How Specs Live Forever

The US Standard railroad gauge (distance between the rails) is 4
feet, 8.5 inches. That's an exceedingly odd number. Why was that
gauge used? Because that's the way they built them in England,
and the US railroads were built by English expatriates.

Why did the English people build them like that? Because the
first rail lines were built by the same people who built the
pre-railroad tramways, and that's the gauge they used.

Why did "they" use that gauge then? Because the people who built the
tramways used the same jigs and tools that they used for
building wagons, which used that wheel spacing.

Okay! Why did the wagons use that odd wheel spacing? Well, if
they tried to use any other spacing the wagons would break on
some of the old, long distance roads, because that's the spacing of
the old wheel ruts.

So who built these old rutted roads? The first long distance
roads in Europe were built by Imperial Rome for the benefit of
their legions. The roads have been used ever since. And the
ruts? The initial ruts, which everyone else had to match for fear
of destroying their wagons, were first made by Roman war
chariots. Since the chariots were made for or by Imperial Rome
they were all alike in the matter of wheel spacing.

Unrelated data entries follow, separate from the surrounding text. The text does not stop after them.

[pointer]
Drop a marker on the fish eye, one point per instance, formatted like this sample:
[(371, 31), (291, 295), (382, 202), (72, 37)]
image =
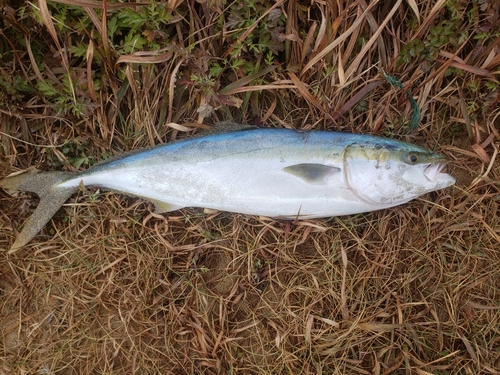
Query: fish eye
[(412, 158)]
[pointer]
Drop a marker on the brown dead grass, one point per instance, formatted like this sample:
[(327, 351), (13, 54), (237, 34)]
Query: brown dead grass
[(110, 287)]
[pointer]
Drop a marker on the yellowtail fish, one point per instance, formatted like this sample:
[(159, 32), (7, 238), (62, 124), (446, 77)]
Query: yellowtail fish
[(279, 173)]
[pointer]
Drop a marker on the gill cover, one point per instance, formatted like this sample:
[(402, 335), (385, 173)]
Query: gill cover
[(376, 173)]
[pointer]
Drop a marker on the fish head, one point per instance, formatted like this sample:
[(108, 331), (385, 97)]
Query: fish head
[(385, 172)]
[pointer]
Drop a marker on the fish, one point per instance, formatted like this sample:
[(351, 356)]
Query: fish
[(279, 173)]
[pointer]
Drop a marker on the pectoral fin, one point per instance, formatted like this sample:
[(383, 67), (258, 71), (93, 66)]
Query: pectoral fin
[(161, 207), (316, 174)]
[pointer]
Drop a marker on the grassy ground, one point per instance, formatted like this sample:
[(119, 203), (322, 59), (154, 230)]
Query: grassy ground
[(110, 287)]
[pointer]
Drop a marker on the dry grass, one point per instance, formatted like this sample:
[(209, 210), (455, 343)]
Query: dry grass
[(110, 287)]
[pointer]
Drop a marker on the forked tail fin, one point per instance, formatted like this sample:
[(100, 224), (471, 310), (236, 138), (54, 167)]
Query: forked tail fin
[(51, 196)]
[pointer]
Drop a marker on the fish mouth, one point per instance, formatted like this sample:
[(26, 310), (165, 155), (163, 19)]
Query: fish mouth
[(434, 172)]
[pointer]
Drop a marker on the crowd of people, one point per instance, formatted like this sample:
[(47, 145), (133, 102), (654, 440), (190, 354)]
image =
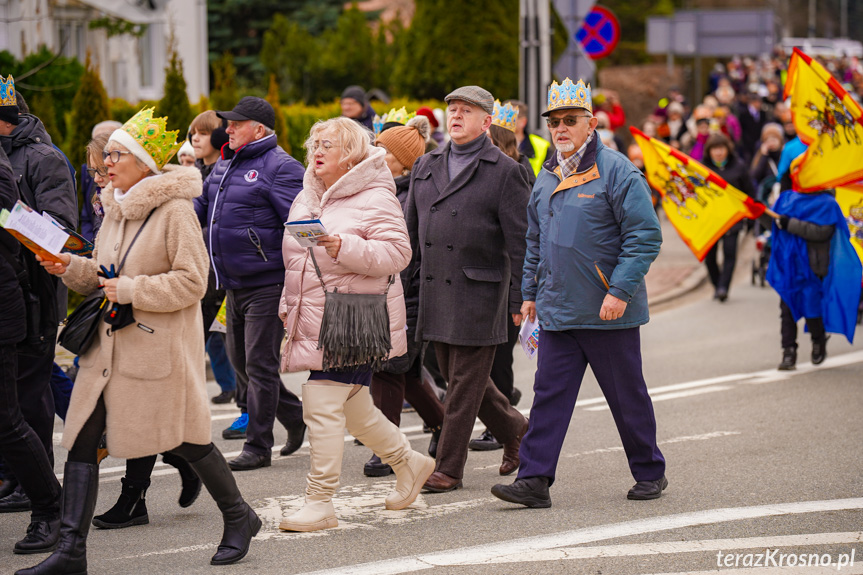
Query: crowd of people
[(439, 244)]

Thus, we have the answer to the original questions. The United
State standard railroad gauge of 4 feet, 8.5 inches derives from the
original specification for an Imperial Roman army war chariot. 

Specs and Bureaucracies live forever.

So, the next time you are handed a specification and wonder what
horse's ass came up with it, you may be exactly right. Because
the Imperial Roman chariots were made to be just wide enough to
accommodate the back-ends of two war horses.